Critics say this is precisely the problem. Maverick fertility clinics and rogue scientists can co-opt research advances in assisted reproduction that legitimate scientists publish in respected journals.

Veterinary scientists have been among the first and most vocal critics of the religious cult that claims to have cloned a human. The cloning technology remains problematic in animals, creating abnormal placentas, producing obese mice, and throwing off the timing of turning on and off crucial genes in the clones.

In addition, scientists still worry that problems during an infant's formative weeks can lie in wait for years to wreak havoc, making those children more prone to cancer, diabetes and heart disease later in life.

"That, to me, is the irresponsibility of the entire thing. There are not enough animal studies out there to predict what might go wrong," said Mark Westhusin, an associate professor at Texas A&M who led the project that cloned the first kitten, "cc."
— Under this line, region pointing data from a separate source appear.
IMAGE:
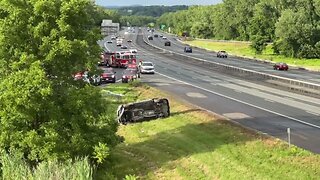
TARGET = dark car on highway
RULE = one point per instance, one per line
(167, 43)
(222, 54)
(188, 49)
(108, 75)
(129, 75)
(281, 66)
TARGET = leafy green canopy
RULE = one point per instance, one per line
(44, 113)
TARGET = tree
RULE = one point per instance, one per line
(44, 113)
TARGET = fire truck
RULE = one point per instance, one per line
(118, 59)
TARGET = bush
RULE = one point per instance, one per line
(14, 167)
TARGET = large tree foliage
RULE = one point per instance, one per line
(293, 25)
(44, 113)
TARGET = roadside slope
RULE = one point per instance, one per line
(195, 144)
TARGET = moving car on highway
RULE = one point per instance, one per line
(188, 49)
(124, 47)
(133, 51)
(222, 54)
(167, 43)
(147, 68)
(281, 66)
(108, 75)
(128, 75)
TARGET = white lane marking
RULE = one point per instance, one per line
(313, 113)
(237, 115)
(240, 101)
(196, 95)
(269, 100)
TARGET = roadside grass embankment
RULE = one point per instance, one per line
(244, 50)
(195, 144)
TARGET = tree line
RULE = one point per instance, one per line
(293, 26)
(44, 113)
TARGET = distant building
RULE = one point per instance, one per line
(109, 28)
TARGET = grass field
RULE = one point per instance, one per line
(194, 144)
(243, 49)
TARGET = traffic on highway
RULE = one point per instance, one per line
(249, 101)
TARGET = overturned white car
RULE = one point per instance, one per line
(143, 110)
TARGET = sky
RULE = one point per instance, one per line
(155, 2)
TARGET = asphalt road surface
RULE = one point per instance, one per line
(178, 46)
(248, 103)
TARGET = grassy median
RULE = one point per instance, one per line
(195, 144)
(243, 49)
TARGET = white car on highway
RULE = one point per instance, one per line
(147, 68)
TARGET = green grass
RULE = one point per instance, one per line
(193, 144)
(243, 49)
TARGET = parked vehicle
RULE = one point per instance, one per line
(281, 66)
(88, 78)
(108, 75)
(128, 75)
(147, 68)
(222, 54)
(143, 110)
(133, 51)
(134, 67)
(124, 47)
(188, 49)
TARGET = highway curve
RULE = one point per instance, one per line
(247, 102)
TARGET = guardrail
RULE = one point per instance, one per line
(293, 84)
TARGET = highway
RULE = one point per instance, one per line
(177, 46)
(247, 102)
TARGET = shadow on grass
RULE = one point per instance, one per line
(160, 151)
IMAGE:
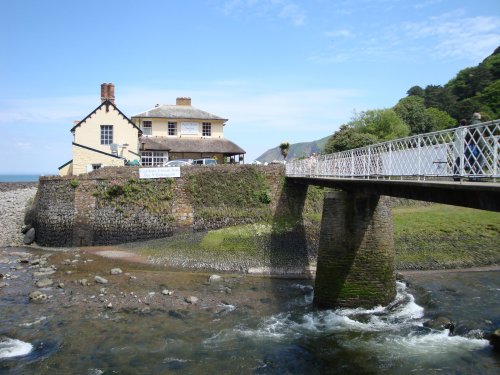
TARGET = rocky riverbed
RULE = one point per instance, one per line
(85, 280)
(13, 200)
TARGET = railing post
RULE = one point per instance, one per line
(390, 159)
(369, 166)
(495, 157)
(352, 164)
(419, 156)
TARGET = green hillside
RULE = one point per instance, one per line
(423, 110)
(297, 150)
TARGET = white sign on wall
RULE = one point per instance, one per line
(163, 172)
(189, 128)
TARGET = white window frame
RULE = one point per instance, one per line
(154, 158)
(106, 135)
(172, 126)
(147, 128)
(206, 129)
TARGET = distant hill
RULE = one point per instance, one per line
(297, 150)
(474, 89)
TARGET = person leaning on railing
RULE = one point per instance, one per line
(457, 146)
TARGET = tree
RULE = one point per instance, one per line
(416, 91)
(412, 111)
(384, 124)
(347, 138)
(470, 81)
(284, 148)
(439, 120)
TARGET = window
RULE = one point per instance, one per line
(106, 134)
(153, 158)
(172, 128)
(147, 128)
(207, 129)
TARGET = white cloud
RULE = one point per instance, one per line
(343, 33)
(285, 9)
(453, 35)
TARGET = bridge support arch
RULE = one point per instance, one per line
(356, 251)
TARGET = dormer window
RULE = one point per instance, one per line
(172, 128)
(147, 128)
(106, 134)
(207, 129)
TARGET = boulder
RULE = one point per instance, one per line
(43, 283)
(440, 323)
(100, 280)
(116, 271)
(192, 300)
(495, 339)
(214, 278)
(26, 228)
(37, 296)
(29, 237)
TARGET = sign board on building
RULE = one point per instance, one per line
(189, 128)
(163, 172)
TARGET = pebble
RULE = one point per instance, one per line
(13, 203)
(192, 300)
(100, 280)
(37, 296)
(43, 283)
(116, 271)
(214, 278)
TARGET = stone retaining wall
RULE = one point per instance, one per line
(71, 212)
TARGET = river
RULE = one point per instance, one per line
(263, 326)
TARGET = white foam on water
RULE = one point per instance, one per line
(14, 348)
(423, 345)
(29, 324)
(395, 330)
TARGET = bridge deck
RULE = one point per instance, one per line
(480, 195)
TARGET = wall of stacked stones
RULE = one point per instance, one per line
(54, 213)
(70, 212)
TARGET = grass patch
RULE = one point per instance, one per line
(441, 236)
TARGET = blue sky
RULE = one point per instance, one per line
(279, 70)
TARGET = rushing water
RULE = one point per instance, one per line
(282, 333)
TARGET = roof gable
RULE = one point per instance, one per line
(106, 103)
(178, 112)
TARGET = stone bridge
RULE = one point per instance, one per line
(356, 250)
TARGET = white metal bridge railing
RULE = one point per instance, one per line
(468, 151)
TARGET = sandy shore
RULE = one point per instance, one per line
(13, 200)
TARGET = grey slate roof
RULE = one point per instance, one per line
(208, 145)
(178, 112)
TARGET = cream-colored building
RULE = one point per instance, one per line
(181, 131)
(106, 137)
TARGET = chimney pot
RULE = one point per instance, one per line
(183, 101)
(111, 93)
(104, 92)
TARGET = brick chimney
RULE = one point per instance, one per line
(108, 92)
(111, 93)
(183, 101)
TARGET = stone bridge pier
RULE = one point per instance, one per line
(356, 251)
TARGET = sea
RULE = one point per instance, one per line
(19, 177)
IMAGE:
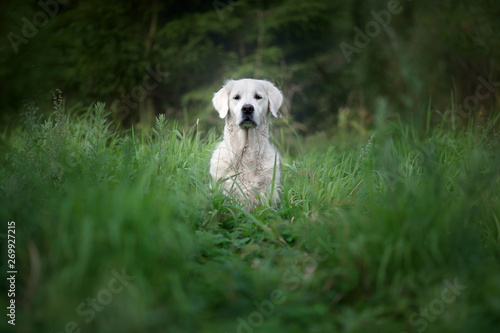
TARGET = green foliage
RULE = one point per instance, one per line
(367, 233)
(96, 50)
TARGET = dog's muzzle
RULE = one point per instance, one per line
(247, 122)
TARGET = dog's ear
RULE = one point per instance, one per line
(275, 98)
(221, 99)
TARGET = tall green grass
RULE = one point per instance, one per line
(366, 237)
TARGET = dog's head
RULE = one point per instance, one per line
(247, 102)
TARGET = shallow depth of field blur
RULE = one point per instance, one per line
(390, 144)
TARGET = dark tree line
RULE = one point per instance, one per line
(144, 57)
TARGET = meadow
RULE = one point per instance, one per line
(393, 230)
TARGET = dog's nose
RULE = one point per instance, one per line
(247, 109)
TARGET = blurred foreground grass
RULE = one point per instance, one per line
(120, 233)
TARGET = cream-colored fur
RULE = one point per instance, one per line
(245, 162)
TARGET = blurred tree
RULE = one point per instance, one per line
(148, 56)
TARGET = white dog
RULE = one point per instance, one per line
(245, 162)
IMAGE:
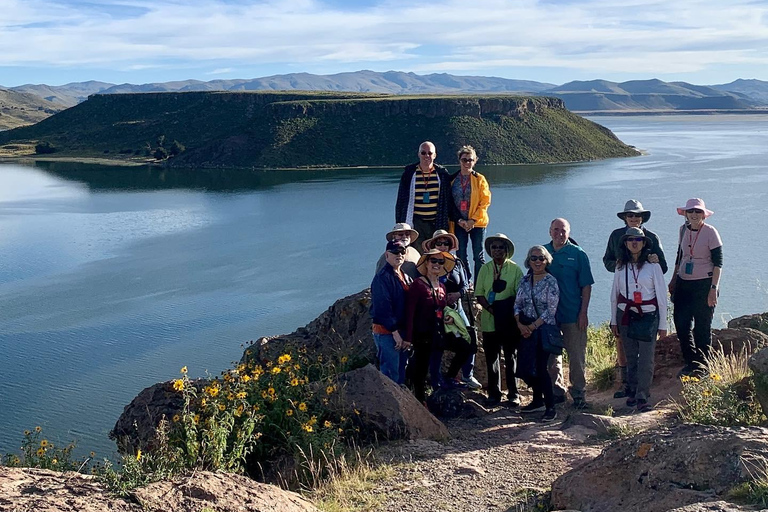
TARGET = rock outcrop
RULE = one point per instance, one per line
(40, 490)
(384, 408)
(664, 469)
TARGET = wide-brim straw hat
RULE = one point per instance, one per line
(697, 204)
(450, 261)
(429, 243)
(634, 206)
(633, 233)
(500, 237)
(403, 226)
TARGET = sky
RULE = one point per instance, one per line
(137, 41)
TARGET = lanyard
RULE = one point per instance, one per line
(690, 236)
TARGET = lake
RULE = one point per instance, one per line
(111, 279)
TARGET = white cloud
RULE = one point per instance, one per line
(597, 36)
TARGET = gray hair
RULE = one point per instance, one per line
(544, 253)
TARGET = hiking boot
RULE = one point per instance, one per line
(533, 407)
(472, 382)
(549, 415)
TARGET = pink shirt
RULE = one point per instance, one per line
(696, 247)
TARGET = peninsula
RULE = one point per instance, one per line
(286, 129)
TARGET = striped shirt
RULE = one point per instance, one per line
(427, 188)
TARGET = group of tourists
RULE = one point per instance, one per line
(422, 294)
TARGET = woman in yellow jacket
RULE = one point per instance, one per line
(472, 197)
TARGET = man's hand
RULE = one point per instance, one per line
(583, 321)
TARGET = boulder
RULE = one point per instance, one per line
(664, 469)
(385, 409)
(40, 490)
(669, 358)
(757, 321)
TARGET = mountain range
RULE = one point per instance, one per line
(579, 96)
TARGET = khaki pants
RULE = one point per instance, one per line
(575, 341)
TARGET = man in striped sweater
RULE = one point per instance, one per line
(424, 197)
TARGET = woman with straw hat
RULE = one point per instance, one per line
(424, 327)
(496, 288)
(695, 284)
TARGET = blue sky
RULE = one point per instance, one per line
(139, 41)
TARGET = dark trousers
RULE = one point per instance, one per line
(493, 344)
(691, 308)
(418, 366)
(425, 229)
(542, 383)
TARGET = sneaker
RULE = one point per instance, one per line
(532, 407)
(580, 403)
(472, 382)
(549, 415)
(492, 401)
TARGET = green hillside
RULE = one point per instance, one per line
(290, 129)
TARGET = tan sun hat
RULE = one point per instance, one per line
(403, 226)
(450, 261)
(500, 237)
(429, 243)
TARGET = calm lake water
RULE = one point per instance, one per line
(111, 279)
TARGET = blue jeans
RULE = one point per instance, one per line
(477, 236)
(392, 362)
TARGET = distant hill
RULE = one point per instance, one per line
(755, 89)
(20, 109)
(596, 95)
(288, 129)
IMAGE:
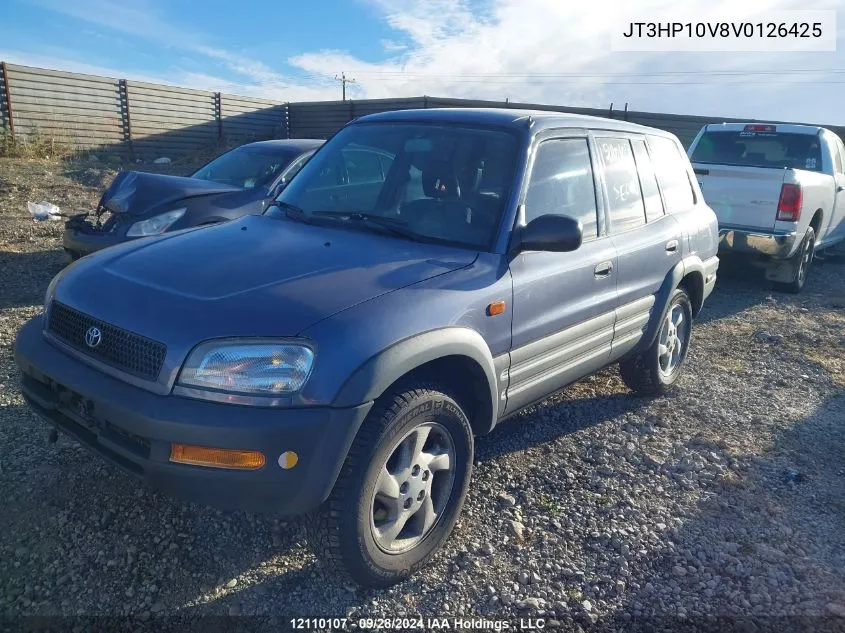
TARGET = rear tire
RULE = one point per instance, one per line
(803, 260)
(656, 370)
(400, 491)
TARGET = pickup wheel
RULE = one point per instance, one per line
(803, 259)
(655, 370)
(400, 490)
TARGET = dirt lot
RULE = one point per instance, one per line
(726, 498)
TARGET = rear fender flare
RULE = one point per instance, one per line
(691, 264)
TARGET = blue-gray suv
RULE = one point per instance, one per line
(336, 355)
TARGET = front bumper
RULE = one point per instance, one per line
(777, 244)
(134, 429)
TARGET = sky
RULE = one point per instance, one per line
(536, 51)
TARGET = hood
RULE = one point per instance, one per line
(256, 276)
(135, 192)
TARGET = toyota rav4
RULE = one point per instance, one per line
(336, 355)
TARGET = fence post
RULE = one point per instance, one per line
(218, 114)
(123, 91)
(7, 97)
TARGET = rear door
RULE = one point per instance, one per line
(648, 241)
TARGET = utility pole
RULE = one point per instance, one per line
(343, 81)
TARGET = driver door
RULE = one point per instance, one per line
(836, 226)
(564, 303)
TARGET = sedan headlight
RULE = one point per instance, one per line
(155, 225)
(51, 292)
(258, 367)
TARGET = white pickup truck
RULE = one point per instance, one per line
(777, 190)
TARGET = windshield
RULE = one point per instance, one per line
(445, 183)
(759, 149)
(246, 167)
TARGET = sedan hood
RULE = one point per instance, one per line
(135, 192)
(256, 276)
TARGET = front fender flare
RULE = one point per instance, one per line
(376, 375)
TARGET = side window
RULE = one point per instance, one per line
(562, 183)
(648, 182)
(623, 184)
(670, 165)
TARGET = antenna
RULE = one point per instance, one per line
(343, 81)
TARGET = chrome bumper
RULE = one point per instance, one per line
(776, 244)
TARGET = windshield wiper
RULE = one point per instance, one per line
(381, 223)
(291, 211)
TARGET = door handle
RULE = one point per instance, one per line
(603, 269)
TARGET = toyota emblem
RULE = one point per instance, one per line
(93, 337)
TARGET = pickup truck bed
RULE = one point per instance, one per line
(776, 190)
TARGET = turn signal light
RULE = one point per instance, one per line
(216, 457)
(496, 308)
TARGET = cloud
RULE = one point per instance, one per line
(552, 51)
(143, 19)
(536, 51)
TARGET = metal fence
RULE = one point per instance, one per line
(149, 120)
(135, 118)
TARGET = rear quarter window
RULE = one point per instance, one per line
(670, 167)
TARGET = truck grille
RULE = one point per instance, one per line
(123, 350)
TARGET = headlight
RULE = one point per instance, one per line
(155, 225)
(259, 367)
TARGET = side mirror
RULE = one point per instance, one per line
(555, 233)
(275, 191)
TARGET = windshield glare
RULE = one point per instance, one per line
(759, 149)
(246, 167)
(445, 183)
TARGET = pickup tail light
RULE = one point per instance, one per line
(789, 205)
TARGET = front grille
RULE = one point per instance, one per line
(123, 350)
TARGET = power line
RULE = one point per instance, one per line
(736, 73)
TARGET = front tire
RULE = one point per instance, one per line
(400, 491)
(803, 261)
(656, 370)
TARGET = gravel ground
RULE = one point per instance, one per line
(722, 499)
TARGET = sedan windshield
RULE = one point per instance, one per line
(246, 167)
(439, 183)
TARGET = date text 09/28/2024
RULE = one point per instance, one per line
(724, 29)
(427, 623)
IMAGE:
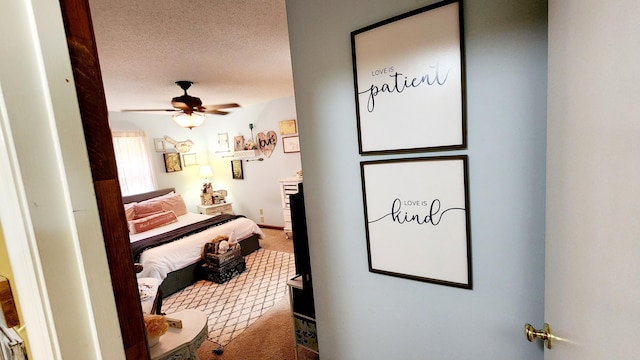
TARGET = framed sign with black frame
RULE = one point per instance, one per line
(417, 219)
(236, 170)
(409, 79)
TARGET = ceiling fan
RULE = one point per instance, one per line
(189, 109)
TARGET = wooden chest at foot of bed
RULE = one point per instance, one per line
(219, 260)
(224, 273)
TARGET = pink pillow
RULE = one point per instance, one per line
(174, 203)
(130, 211)
(152, 222)
(145, 209)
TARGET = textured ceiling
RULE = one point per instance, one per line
(233, 51)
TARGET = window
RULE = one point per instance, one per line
(133, 162)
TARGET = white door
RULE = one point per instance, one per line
(592, 295)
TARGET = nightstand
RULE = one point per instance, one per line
(216, 209)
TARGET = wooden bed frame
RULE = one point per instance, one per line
(181, 278)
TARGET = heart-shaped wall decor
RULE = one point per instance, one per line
(267, 142)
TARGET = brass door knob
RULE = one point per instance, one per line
(545, 334)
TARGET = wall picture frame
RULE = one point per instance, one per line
(236, 170)
(223, 141)
(287, 127)
(159, 145)
(291, 144)
(409, 77)
(417, 219)
(238, 143)
(172, 162)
In many ways, some say, Congress has only itself to blame.

The National Institutes of Health in 1975 created an ethical advisory board to oversee human reproduction research. Because of partisan politics, a chair could not be agreed upon. The board disbanded in 1980. But until the mid-90s, any in-vitro fertilization research needed to be reviewed by that board.

"You had to go through this committee that didn't exist," said Dr. Michael Soules, immediate past president of the American Society for Reproductive Medicine. "The U.S. can't get beyond the politics of abortion. Are embryos humans or not?"


Meanwhile, to every NIH appropriations bill a rider is attached saying the funding can't be used for in-vitro fertilization work. Because the research is financed by private dollars, there's little federal oversight.

"It's real murky out there," Soules said. "The IVF industry would welcome funding and oversight. If you're not funding it, you're not a player."